Richard Hennig Jason Gibson - AI-driven Workflows for the Discovery of Novel Superconductors - 2023
Details
Title : Richard Hennig Jason Gibson - AI-driven Workflows for the Discovery of Novel Superconductors Author(s): Institute for Pure & Applied Mathematics (IPAM) Link(s) : https://www.youtube.com/watch?v=UTbAVPveSMI
Rough Notes
Relevant to AI for Science.
Computational material discovery in the last century involved:
- Experimental trial and error based on intuition and empirical rules.
- Exploration of material spaces near known compounds and alloys.
The new era:
- Computationally driven discovery of \(\text{Celr}_4\text{In}\) compound.
- Ferromegnatic 2D- \(\text{Fe}_3\text{GeTe}_2}\).
- Prediction of \(\text{WB}_2\) superconductor.
AI-Driven workflows:
- Mining databses and literature.
- Take candidates from above, predicting the crystal structure.

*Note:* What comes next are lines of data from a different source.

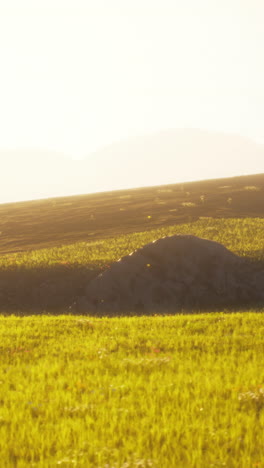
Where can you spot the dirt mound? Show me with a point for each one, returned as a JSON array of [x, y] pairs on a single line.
[[175, 273]]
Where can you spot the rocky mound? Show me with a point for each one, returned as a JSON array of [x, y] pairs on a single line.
[[175, 273]]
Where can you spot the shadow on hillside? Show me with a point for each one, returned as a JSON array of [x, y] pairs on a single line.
[[54, 290]]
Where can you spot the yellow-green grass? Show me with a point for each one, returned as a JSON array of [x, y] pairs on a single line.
[[51, 279], [174, 391], [183, 391]]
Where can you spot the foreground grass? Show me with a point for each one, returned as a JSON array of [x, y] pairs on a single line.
[[172, 391]]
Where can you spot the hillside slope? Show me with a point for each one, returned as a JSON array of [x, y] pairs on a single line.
[[53, 222]]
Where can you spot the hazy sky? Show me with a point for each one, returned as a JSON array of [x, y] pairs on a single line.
[[78, 74]]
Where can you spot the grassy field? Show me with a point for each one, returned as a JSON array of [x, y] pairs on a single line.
[[50, 279], [183, 391], [174, 391]]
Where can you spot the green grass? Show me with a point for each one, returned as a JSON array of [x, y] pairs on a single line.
[[182, 391], [51, 279], [174, 391]]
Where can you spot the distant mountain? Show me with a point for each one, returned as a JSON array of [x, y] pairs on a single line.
[[162, 158]]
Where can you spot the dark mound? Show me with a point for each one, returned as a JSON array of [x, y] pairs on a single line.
[[172, 274]]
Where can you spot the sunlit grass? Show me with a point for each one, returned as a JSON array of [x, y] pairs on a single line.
[[182, 391], [175, 391], [242, 236]]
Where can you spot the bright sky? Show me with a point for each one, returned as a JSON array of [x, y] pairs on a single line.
[[79, 74]]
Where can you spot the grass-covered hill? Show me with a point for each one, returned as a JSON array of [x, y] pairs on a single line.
[[59, 221], [183, 391], [52, 248]]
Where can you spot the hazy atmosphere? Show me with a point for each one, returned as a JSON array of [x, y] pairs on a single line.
[[143, 92]]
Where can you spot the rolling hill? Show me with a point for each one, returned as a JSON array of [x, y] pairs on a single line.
[[52, 222]]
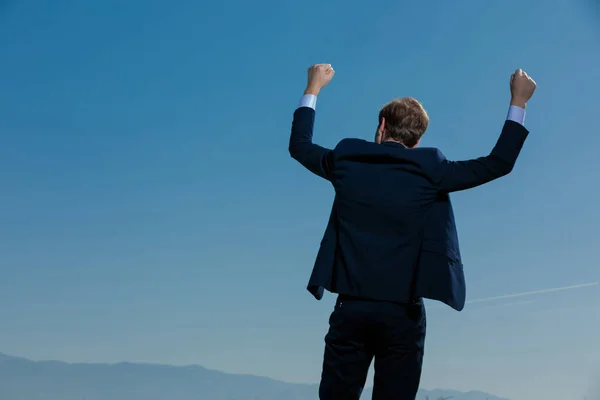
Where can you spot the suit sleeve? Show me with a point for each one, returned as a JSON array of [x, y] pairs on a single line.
[[452, 176], [313, 157]]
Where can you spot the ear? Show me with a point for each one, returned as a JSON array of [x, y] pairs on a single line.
[[380, 130]]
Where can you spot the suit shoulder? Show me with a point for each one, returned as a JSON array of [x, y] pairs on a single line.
[[350, 143], [432, 153]]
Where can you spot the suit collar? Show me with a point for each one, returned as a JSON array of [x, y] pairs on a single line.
[[394, 144]]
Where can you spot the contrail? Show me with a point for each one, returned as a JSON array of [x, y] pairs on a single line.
[[510, 296]]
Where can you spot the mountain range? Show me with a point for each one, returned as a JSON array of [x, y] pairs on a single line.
[[22, 379]]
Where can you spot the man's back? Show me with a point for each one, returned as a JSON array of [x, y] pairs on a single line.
[[391, 238], [382, 196], [392, 210]]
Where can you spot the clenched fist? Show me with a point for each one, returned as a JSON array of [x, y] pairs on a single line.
[[319, 75], [521, 88]]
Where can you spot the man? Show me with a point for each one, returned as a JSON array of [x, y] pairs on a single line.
[[391, 238]]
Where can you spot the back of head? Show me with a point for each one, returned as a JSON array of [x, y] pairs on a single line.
[[404, 121]]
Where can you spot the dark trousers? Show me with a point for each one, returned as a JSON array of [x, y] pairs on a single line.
[[360, 330]]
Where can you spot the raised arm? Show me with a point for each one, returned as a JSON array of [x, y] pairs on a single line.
[[453, 176], [315, 158]]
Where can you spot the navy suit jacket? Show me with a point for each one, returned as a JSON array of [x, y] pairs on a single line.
[[391, 235]]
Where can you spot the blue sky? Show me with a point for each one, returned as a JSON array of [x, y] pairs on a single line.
[[149, 210]]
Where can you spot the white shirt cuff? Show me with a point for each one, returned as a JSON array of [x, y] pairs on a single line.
[[308, 100], [516, 114]]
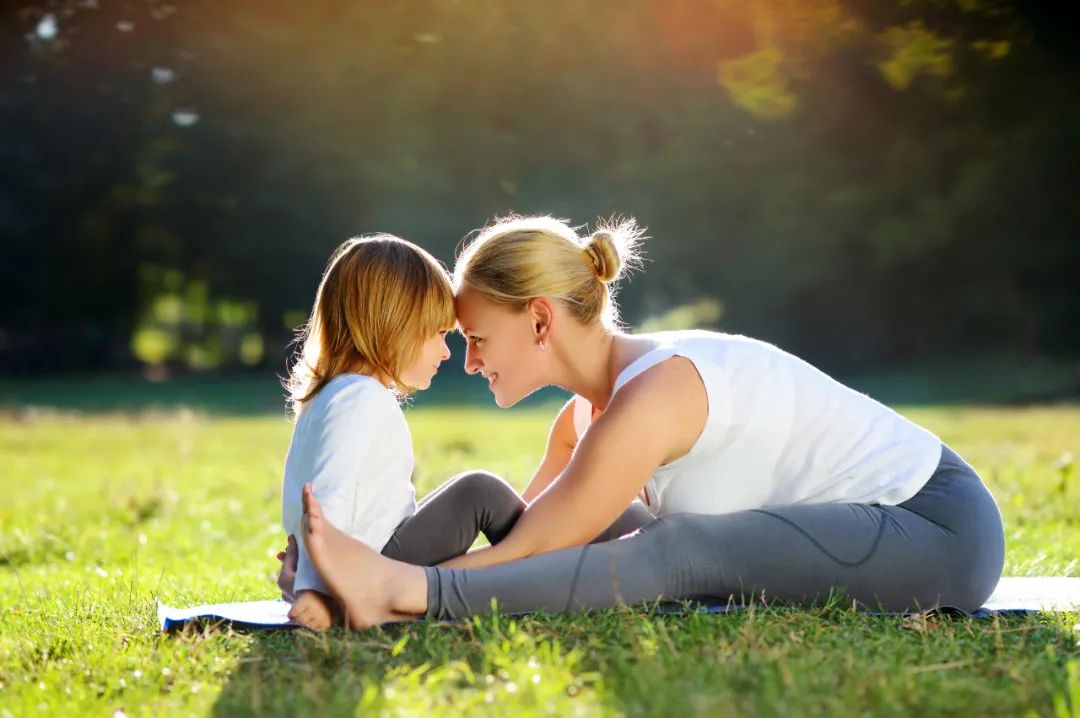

Currently done via genetic algorithm GASP.
- Predict properties - electron-phonon coupling, critical temperature and fields.
- Get material stability - requires free energy calculations, phase diagrams.
GASP Algorithm:
- Generate structures (mutation and crossover).
- Local optimization through relaxation.
- Identify low-energy basins of attraction.
Speakers are adding a machine learning component to make specific predictions within the genetic algorithm loop. The ML model used is the Crystal Graph Neural Network (GNN), which predicts the energy, forces and formation energy. However, the results are worse on unrelaxed structures (#DOUBT Whats an unrelaxed structure?) compared to relaxed structures (order of magnitude higher errors). To solve this problems, they converted pertubed structures to what their relaxed structures would be which is a combination of step functions.
Material prediction and design requires energy landscape, which these days make use of Density Functional Theory, empirical potential molecular dynamics.
Flexible spline-based potentials are accurate, fast to fit and evaluate, and easy to interpret, see (, ).